|The Safebrowsing signatures consist of web sites that have been rated as "bad." They are prepared from another party, but ClamAV is making them available for ClamAV users who have configured their copy of ClamAV to use them. They are not available for ClamWin users. They would not do much good, as ClamWin is not a real-time AV.
So it has the hashes for the HTML, JS, etc. files belonging to these Web sites, and in order to work it'd have to scan browser cache files (or by doing "File->Save Page As" on these bad sites)? Browsers have their own phishing lists anyway, so I'd imagine real-time scanning of the cache files would be pointless, wouldn't it?
I have other security-related software (including MSSE) running realtime, with ClamWin set to scan memory hourly (the scan is set to an empty dummy folder with "Scan Programs Loaded In Computer Memory" checked).

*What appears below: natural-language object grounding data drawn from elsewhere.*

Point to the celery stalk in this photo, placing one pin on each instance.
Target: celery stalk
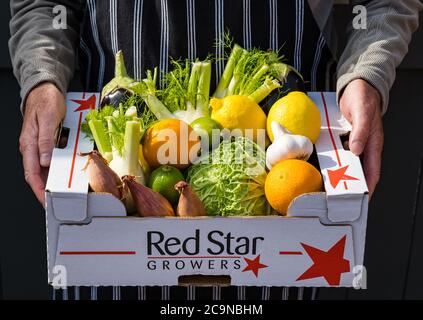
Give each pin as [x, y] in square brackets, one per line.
[203, 89]
[101, 138]
[250, 87]
[226, 77]
[131, 145]
[264, 90]
[126, 162]
[158, 108]
[193, 85]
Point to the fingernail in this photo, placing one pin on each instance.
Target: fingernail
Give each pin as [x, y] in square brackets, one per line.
[357, 147]
[45, 159]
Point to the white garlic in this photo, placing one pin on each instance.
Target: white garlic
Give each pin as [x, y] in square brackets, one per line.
[287, 146]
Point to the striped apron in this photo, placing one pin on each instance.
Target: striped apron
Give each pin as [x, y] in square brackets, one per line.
[151, 31]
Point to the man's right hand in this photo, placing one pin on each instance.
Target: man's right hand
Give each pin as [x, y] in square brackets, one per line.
[44, 110]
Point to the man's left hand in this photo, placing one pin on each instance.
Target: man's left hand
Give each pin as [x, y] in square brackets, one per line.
[361, 106]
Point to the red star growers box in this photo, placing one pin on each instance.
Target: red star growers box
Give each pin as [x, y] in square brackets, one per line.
[91, 241]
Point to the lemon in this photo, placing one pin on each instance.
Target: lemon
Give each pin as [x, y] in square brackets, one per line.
[238, 112]
[297, 113]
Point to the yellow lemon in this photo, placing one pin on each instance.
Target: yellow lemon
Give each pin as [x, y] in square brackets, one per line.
[288, 180]
[297, 113]
[238, 112]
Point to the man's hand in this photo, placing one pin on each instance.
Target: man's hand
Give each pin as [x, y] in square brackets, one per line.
[44, 110]
[361, 106]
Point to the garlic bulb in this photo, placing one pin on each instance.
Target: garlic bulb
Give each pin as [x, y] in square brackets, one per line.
[287, 146]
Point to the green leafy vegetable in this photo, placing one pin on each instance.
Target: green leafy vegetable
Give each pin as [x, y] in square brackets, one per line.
[230, 180]
[254, 73]
[185, 93]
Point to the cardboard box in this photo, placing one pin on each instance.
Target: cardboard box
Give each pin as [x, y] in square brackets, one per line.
[93, 243]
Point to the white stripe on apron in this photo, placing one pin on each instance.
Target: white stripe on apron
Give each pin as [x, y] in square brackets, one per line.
[273, 38]
[299, 28]
[219, 35]
[113, 26]
[93, 14]
[87, 52]
[246, 24]
[137, 32]
[192, 45]
[317, 56]
[164, 39]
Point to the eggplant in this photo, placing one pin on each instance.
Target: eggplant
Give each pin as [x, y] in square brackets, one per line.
[270, 100]
[118, 89]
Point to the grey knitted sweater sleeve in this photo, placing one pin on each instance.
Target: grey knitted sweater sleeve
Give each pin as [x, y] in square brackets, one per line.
[39, 51]
[374, 53]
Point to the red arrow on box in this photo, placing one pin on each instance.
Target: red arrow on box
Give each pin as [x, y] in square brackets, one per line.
[335, 176]
[87, 104]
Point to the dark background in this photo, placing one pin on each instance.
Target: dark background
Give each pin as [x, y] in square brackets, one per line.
[394, 252]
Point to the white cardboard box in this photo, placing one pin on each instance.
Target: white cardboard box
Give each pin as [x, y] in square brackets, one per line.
[91, 242]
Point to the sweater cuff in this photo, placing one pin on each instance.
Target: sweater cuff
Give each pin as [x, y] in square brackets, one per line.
[372, 78]
[36, 79]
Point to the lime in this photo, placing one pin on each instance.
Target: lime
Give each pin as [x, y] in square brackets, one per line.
[163, 180]
[204, 128]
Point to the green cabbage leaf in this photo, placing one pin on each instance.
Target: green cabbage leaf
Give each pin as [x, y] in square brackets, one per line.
[230, 180]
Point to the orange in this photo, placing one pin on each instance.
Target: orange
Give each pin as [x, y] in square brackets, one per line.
[288, 180]
[171, 142]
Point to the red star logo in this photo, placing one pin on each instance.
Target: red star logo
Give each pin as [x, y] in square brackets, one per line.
[254, 265]
[329, 265]
[335, 176]
[85, 104]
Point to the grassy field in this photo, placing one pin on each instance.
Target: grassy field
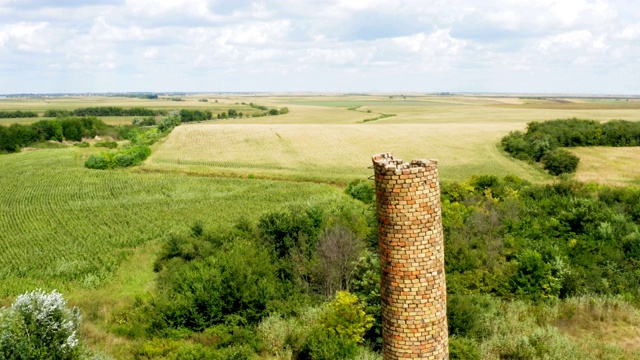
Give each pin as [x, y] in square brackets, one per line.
[66, 227]
[216, 104]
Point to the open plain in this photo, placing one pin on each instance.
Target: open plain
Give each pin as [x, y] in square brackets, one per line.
[94, 234]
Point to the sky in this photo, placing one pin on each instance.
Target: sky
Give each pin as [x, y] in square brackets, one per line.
[344, 46]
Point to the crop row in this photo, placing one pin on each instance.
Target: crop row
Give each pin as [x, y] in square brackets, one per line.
[65, 226]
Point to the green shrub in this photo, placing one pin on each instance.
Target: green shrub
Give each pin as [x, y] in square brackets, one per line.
[461, 348]
[39, 326]
[202, 284]
[98, 161]
[324, 344]
[466, 314]
[106, 144]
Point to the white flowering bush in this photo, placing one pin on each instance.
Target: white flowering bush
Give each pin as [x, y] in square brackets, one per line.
[38, 325]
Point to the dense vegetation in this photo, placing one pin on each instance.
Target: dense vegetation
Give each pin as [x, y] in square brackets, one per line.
[518, 257]
[17, 114]
[542, 140]
[40, 326]
[138, 149]
[17, 136]
[195, 115]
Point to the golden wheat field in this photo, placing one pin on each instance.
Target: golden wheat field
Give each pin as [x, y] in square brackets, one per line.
[608, 165]
[334, 153]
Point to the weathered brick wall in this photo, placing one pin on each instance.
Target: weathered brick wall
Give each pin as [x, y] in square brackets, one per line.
[414, 315]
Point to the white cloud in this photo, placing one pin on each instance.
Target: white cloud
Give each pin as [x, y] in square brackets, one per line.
[26, 36]
[582, 39]
[445, 44]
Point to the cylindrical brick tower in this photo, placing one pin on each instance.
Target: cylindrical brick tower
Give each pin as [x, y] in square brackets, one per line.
[414, 297]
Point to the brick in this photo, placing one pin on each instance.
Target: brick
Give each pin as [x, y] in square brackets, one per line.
[413, 280]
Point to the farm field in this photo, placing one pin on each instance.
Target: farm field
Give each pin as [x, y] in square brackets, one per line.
[608, 165]
[334, 153]
[66, 227]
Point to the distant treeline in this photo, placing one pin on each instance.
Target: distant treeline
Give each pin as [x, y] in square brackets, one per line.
[542, 140]
[17, 114]
[17, 136]
[104, 111]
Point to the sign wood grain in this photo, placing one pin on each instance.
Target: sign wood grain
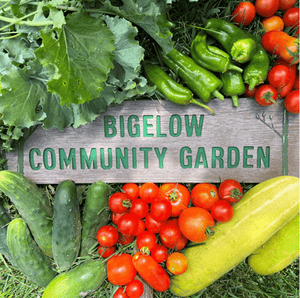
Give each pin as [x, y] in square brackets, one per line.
[145, 140]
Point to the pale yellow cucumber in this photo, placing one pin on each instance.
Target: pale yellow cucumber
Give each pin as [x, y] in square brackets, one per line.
[279, 251]
[261, 212]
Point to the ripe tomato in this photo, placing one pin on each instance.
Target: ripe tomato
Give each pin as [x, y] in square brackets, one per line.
[273, 23]
[230, 190]
[139, 208]
[222, 211]
[291, 17]
[161, 209]
[132, 190]
[291, 102]
[128, 224]
[266, 8]
[120, 270]
[195, 223]
[244, 13]
[204, 195]
[177, 263]
[134, 289]
[266, 95]
[279, 75]
[177, 194]
[107, 236]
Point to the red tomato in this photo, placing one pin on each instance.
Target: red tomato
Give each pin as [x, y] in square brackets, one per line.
[128, 224]
[139, 208]
[195, 223]
[291, 17]
[266, 8]
[222, 211]
[279, 75]
[230, 190]
[177, 194]
[107, 236]
[291, 102]
[266, 95]
[160, 253]
[161, 209]
[134, 289]
[132, 190]
[204, 195]
[120, 270]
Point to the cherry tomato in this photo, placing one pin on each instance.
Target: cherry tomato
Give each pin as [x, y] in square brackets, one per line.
[177, 194]
[222, 211]
[230, 190]
[291, 17]
[107, 236]
[139, 208]
[120, 270]
[266, 8]
[195, 223]
[273, 23]
[244, 13]
[279, 75]
[119, 202]
[134, 289]
[160, 253]
[128, 224]
[291, 102]
[177, 263]
[132, 190]
[266, 95]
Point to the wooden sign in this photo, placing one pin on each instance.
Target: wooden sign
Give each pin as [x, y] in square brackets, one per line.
[145, 140]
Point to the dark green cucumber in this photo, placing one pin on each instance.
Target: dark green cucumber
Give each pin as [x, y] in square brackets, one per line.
[78, 282]
[33, 205]
[66, 232]
[26, 255]
[95, 214]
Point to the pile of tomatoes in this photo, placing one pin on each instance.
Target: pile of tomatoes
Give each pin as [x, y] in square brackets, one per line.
[160, 221]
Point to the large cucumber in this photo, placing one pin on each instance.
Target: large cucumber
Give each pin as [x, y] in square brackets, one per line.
[95, 215]
[77, 282]
[66, 233]
[27, 256]
[263, 210]
[279, 251]
[33, 205]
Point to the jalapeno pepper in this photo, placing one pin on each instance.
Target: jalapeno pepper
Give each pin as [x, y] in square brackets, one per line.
[211, 60]
[234, 40]
[201, 81]
[174, 91]
[233, 85]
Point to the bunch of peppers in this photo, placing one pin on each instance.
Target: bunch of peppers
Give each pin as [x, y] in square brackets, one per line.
[210, 70]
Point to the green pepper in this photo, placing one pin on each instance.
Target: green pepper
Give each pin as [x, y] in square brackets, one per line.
[256, 72]
[233, 39]
[233, 85]
[201, 81]
[213, 61]
[174, 91]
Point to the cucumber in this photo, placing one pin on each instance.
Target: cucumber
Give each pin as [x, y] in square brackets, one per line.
[66, 232]
[33, 205]
[95, 215]
[77, 282]
[279, 251]
[27, 256]
[263, 210]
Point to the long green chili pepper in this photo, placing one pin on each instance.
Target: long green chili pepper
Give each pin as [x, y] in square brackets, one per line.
[234, 40]
[201, 81]
[174, 91]
[233, 85]
[213, 61]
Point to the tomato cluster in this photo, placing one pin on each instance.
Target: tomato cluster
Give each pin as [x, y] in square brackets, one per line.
[160, 221]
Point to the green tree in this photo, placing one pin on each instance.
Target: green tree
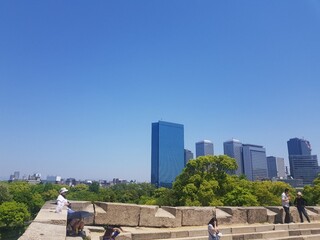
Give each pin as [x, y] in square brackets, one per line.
[201, 181]
[94, 187]
[4, 193]
[240, 197]
[13, 214]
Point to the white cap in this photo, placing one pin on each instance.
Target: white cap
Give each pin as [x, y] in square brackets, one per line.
[63, 190]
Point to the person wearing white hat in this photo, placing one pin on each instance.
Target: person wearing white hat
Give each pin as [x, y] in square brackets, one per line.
[300, 203]
[62, 200]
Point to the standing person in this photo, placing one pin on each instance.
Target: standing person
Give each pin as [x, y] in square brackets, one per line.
[111, 233]
[62, 201]
[213, 229]
[300, 203]
[286, 205]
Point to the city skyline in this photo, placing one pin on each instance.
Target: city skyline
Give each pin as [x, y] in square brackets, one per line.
[81, 83]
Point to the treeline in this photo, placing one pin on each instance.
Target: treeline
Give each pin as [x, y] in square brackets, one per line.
[204, 182]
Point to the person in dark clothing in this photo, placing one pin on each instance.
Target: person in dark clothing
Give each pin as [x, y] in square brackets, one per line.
[300, 203]
[285, 198]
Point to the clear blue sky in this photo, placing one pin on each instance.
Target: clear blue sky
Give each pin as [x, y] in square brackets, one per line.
[82, 81]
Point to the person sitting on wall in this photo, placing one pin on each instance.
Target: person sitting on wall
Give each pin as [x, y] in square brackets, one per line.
[213, 230]
[300, 203]
[74, 225]
[111, 232]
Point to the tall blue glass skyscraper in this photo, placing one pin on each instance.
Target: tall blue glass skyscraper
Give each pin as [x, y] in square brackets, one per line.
[233, 148]
[204, 148]
[167, 152]
[303, 165]
[255, 162]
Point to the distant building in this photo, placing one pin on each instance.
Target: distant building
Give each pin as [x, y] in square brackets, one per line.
[53, 179]
[71, 182]
[255, 162]
[167, 152]
[188, 155]
[276, 168]
[303, 165]
[15, 176]
[233, 148]
[204, 148]
[296, 183]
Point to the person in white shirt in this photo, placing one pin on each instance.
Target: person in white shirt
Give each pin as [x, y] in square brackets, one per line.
[213, 230]
[285, 198]
[62, 201]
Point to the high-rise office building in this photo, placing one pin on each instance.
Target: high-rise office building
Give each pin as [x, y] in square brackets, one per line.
[254, 162]
[276, 167]
[233, 148]
[303, 165]
[167, 152]
[188, 155]
[204, 148]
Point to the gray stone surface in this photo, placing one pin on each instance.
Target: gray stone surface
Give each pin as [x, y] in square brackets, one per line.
[117, 214]
[166, 222]
[197, 216]
[256, 215]
[153, 216]
[238, 215]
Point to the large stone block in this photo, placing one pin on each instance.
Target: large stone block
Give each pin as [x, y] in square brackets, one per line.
[117, 214]
[197, 216]
[257, 215]
[153, 216]
[80, 205]
[279, 214]
[238, 215]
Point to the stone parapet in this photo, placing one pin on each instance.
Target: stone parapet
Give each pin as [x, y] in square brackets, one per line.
[117, 214]
[197, 216]
[51, 225]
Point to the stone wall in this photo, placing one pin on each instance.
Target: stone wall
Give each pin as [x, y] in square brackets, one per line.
[50, 225]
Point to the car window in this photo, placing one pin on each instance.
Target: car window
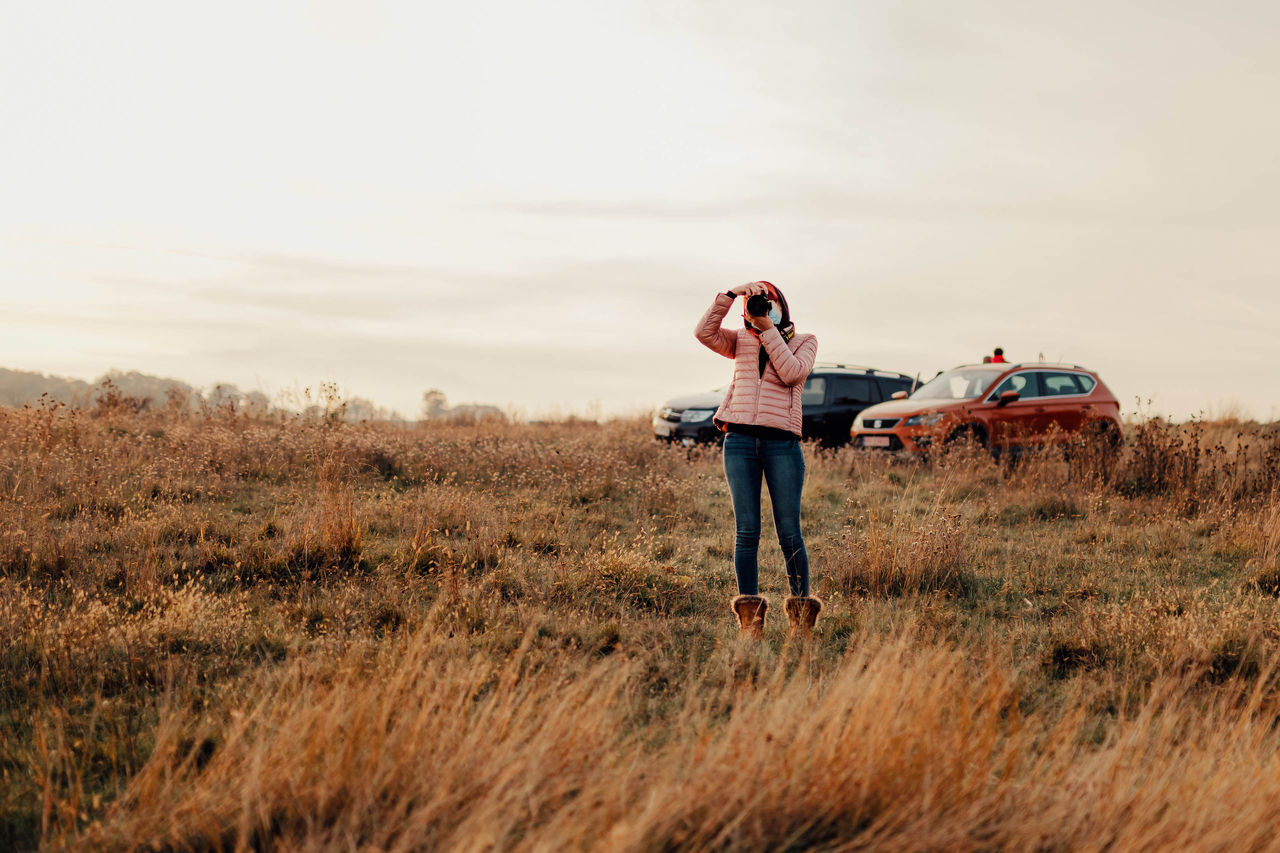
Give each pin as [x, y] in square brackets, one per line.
[1024, 383]
[814, 391]
[853, 391]
[961, 383]
[1057, 384]
[888, 387]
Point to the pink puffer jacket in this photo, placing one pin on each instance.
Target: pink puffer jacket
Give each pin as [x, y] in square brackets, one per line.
[772, 400]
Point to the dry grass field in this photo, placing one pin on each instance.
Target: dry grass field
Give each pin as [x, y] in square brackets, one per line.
[229, 632]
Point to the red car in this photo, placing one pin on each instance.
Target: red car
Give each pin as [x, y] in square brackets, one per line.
[1000, 406]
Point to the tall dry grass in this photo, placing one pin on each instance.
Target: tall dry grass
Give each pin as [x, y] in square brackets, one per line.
[246, 632]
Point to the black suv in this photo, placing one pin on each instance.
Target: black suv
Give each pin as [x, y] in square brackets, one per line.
[833, 395]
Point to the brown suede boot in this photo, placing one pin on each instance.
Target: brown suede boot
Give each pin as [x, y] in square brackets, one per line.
[803, 614]
[750, 615]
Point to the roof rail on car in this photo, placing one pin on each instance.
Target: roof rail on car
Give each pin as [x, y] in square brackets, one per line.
[876, 372]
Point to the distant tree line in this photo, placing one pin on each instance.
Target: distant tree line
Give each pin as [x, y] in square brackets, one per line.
[142, 392]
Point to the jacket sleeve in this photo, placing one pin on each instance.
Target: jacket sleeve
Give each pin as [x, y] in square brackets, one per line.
[709, 332]
[795, 366]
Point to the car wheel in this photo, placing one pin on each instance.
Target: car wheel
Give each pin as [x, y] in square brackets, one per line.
[968, 437]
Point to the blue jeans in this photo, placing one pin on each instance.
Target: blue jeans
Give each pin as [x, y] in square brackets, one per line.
[781, 463]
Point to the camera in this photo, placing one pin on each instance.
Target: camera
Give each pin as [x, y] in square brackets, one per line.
[758, 305]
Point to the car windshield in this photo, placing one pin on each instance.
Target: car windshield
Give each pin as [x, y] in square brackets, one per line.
[961, 383]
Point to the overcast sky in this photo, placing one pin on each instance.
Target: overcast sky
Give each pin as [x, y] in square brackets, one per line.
[530, 204]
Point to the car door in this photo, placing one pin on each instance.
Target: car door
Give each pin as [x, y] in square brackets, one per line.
[813, 406]
[1064, 402]
[849, 396]
[1022, 420]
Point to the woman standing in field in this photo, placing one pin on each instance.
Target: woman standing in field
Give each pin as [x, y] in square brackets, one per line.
[760, 416]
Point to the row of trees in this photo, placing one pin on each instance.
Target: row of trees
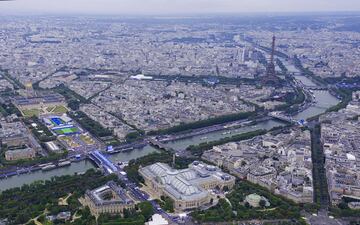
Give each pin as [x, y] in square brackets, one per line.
[18, 205]
[236, 209]
[90, 125]
[73, 99]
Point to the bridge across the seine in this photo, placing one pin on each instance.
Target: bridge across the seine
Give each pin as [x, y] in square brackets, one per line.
[102, 162]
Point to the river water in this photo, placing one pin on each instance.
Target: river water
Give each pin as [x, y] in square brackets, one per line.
[323, 99]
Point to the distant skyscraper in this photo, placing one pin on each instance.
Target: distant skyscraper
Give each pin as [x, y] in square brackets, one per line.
[270, 69]
[270, 77]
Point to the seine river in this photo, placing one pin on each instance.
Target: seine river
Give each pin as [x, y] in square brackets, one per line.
[323, 99]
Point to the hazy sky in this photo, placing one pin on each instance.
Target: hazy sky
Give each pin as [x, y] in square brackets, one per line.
[174, 6]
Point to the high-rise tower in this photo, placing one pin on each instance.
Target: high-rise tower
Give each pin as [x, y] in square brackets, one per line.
[270, 76]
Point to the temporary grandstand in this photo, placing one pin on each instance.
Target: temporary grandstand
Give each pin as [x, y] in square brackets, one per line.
[109, 198]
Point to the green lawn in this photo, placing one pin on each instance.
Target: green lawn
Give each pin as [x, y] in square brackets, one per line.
[30, 112]
[67, 130]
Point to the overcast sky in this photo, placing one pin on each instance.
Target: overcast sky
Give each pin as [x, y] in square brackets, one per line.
[123, 7]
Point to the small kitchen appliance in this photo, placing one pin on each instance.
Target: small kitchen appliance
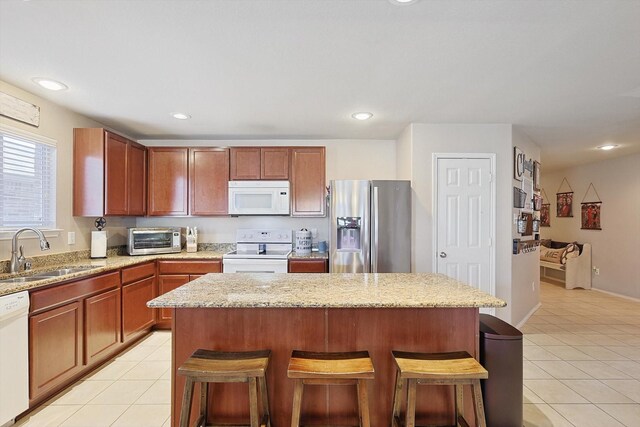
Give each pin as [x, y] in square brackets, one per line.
[99, 239]
[259, 251]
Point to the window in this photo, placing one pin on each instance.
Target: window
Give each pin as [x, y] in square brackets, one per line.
[27, 180]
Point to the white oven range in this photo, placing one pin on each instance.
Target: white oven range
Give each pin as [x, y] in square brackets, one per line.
[259, 251]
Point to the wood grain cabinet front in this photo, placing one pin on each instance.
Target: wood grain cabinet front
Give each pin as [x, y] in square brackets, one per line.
[109, 174]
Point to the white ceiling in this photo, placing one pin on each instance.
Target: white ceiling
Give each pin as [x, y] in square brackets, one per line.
[566, 73]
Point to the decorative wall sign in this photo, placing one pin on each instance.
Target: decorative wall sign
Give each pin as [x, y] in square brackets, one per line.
[17, 109]
[518, 163]
[591, 216]
[545, 215]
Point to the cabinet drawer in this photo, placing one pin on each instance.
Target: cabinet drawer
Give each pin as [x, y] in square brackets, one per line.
[189, 267]
[57, 295]
[138, 272]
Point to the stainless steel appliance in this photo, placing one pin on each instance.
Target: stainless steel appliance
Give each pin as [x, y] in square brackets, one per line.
[258, 197]
[370, 228]
[146, 241]
[259, 251]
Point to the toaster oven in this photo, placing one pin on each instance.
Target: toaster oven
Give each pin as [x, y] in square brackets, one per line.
[147, 241]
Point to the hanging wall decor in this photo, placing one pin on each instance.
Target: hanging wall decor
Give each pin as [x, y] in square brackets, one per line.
[590, 211]
[564, 207]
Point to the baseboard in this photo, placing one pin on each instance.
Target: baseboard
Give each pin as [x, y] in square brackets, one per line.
[616, 294]
[529, 314]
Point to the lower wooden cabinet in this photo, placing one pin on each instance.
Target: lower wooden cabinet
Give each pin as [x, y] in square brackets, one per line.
[308, 266]
[101, 325]
[55, 344]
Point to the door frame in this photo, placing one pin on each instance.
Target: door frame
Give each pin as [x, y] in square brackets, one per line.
[492, 202]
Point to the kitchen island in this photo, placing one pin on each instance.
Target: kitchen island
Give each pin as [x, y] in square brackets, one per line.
[323, 312]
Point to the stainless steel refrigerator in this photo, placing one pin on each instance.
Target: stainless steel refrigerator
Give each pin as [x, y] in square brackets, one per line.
[370, 229]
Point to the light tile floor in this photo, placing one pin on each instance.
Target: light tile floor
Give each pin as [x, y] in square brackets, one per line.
[581, 368]
[582, 360]
[133, 390]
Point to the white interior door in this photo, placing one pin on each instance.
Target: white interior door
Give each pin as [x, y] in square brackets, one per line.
[464, 210]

I'd imagine doing this would only cover, e.g., firefox.exe right?
|You can get similar protection from the ClamAV Hosts file from Malware Patrol. You download it and replace your Windows Hosts file in the System32 folder with it
For years I've been using Spybot S&D's "Immunize" feature for the hosts file (it also modifies browser settings with the same blacklist). I also use Firefox's Adblock Plus (with more blacklists and ABP's new sleazelist hacked off
) I've found this combination to be very effective.
As for MalwarePatrol's signatures, recently I installed Win7 and didn't know that the ClamSup page was permanently down, e-mailed SaneSecurity about it and they said the owner disappeared and let the site expire. Until I hack something up I've just been downloading their signatures manually once a day.